Rapper Duke Deuce is authentic and crunk
Memphis rapper Duke Deuce (Photo by Rashad Milligan for rolling out)

Duke Deuce is having the time of life. The energetic Memphis, Tennessee, artist who exploded on the scene with the 2019 single “Crunk Ain’t Dead” is always truly himself on stage and credits it to the culture of his hometown.

On May 5 in Atlanta, the Quality Control artist headlined an event for Cxmmunity Media, a company that does it all from entertainment to e-sports. Cxmmunity is led by 29-year-old HBCU graduate Ryan Johnson. After the show, Deuce talked with rolling out about his background and who he sees coming up next out of his city.

How did you get connected with Ryan and Cxmmunity?

I think they threw an event for [Off]set before, Offset and I performed at that [event]. Somehow, they just ended up reaching out to the team and we linked up.

What does it mean to you to perform for a Black business like Ryan’s?

Come on, man. It means the most to me, bro. Black-owned, giving back, our people need that type of love and I’m here to support them.

You seem very progressive. You have two female DJs, how did that come about?

Memphis, mane. Everybody hustles in the city. Memphis is a city of hustlers. Somehow I just ran into those two, and I wanted them to be my DJs.

Speaking of Black women from Memphis, Glorilla has really gotten a lot of attention lately. How do you feel about her and the other female artists from Memphis?

Bro. I’m so f—ing proud of them. All of them are doing their thing, but Glo’s just going crazy, bro. Like, she’s in that moment of my “Crunk Ain’t Dead” right now. Aye, shout-out to her, shout-out to my boy Hitkidd too, he’s holding s— down over there. I wish them many blessings.

How’d you get that joy and confidence to be yourself and dance everywhere?

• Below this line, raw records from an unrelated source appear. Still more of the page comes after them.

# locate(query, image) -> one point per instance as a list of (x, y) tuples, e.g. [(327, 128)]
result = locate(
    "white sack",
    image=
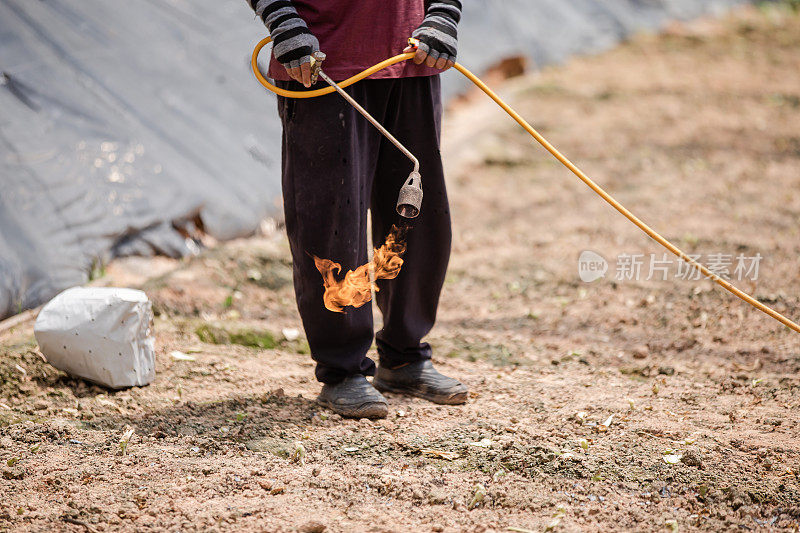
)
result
[(99, 334)]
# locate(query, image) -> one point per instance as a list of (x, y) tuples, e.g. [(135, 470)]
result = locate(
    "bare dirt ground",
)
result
[(582, 392)]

I’m honestly just being a Memphis n—-, bruh. … That’s what Memphis was back in the day and I’m really just keeping that same energy that I liked from Memphis and putting it back in their face. It makes me different because I’m just being myself.

When the allegations of Isaiah Rashad surfaced, you were one of the more vocal artists to come out and support him. Why was it important for you to be there for another Black man like that?

I got a thing against bullying. I don’t like that type of s—. I hate it, to be honest. There aren’t too many things I hate in the world, but I hate f—— bullying. Imma put it like this — half of the motherf—— that be talking s— and got something to say — they do the same s—. … Mane, everybody got something they do or like on the side. I ain’t saying I’m one of them, but at the same time, you ain’t finna clown the next motherf—– because of what they like. I don’t give a f—. Do what you do. That’s what Crunkstars are about.